Ce que Dieu demande à l'homme quel qu'il soit, c'est d'ouvrir sa vie à la grâce qu'Il ne cesse de donner, qu'Il ne cesse de donner aux chrétiens par le baptême et tous les dons faits aux chrétiens, mais aussi à la grâce qu'Il ne cesse de donner à tous les hommes. Car tous les hommes vivent de la vie de Dieu. Or si quelqu'un se ferme à la vie de l'Esprit en lui, s'il ferme son cœur à ce qu'il sent de meilleur en lui, à ce travail d'amélioration, de pacification, de charité, d'ouverture, de don, de recherche de l'absolu, il ferme son cœur à la possibilité de reconnaître le Fils de l'Homme lorsqu'il paraîtra Lui-même devant les hommes. Car tout homme est habité par l'Esprit, et l'Esprit, même si on ne le sait pas, de façon discrète ou inconnue, ne cesse de travailler le cœur de l'homme pour qu'un jour, ce cœur de l'homme prononce ce que le centurion romain a dit au pied de la croix, alors que toutes les apparences disaient le contraire : "Celui-ci est vraiment le Fils de Dieu."

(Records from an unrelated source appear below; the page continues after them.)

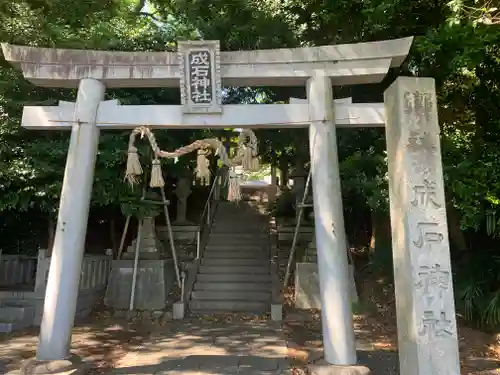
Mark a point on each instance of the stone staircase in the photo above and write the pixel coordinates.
(234, 275)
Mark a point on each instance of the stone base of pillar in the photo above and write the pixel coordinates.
(324, 368)
(73, 365)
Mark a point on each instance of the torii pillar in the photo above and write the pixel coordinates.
(200, 69)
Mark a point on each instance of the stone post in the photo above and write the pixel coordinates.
(67, 254)
(427, 333)
(338, 329)
(182, 191)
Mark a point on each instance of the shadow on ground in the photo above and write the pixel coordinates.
(145, 348)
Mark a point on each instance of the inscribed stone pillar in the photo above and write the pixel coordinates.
(182, 191)
(67, 254)
(336, 313)
(427, 333)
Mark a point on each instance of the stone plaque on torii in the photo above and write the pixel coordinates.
(428, 339)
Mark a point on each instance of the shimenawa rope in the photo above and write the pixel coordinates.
(246, 155)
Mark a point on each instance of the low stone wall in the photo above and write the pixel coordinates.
(94, 276)
(179, 232)
(16, 270)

Ainsi ce péché, le plus grave dans notre cœur, c'est de refuser tout ce que Dieu fait en nous, que nous le sachions ou non. Et beaucoup de païens, de non-chrétiens, que la révélation de Jésus-Christ n'a pas rejoints, essaient dans leur vie de s'ouvrir à ce qu'il y a de meilleur en eux pour chercher cet amour, ce partage, ces valeurs qui sont dans le cœur de l'homme et qui demandent à être développées.

Dans la mesure où l'homme les développe dans la droiture et la vérité, c'est déjà le visage du Fils de l'Homme qui prend sa ressemblance en eux. C'est cela la limite de la miséricorde de Dieu. Non pas une limite de son cœur à Lui, mais limite de notre liberté. Nous acceptons ou pas d'être travaillés par la grâce, par la présence de Dieu en nous.

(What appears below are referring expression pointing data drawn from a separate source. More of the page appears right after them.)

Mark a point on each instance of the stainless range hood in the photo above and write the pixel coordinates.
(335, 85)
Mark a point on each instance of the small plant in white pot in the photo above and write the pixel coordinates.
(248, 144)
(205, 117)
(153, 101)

Au cours de cette eucharistie, nous demanderons au Seigneur, qu'Il nous renouvelle en la personne de Jésus vrai Dieu et vrai homme et qu'Il ouvre notre cœur, le cœur de tous les hommes à cette présence de l'Esprit, qui vient travailler, qui vient buriner notre cœur pour qu'un jour, quels qu'ils soient, au moment de leur mort, ils puissent dire quand le Fils de l'Homme leur apparaîtra dans sa gloire, "vraiment c'est Lui le Fils de Dieu."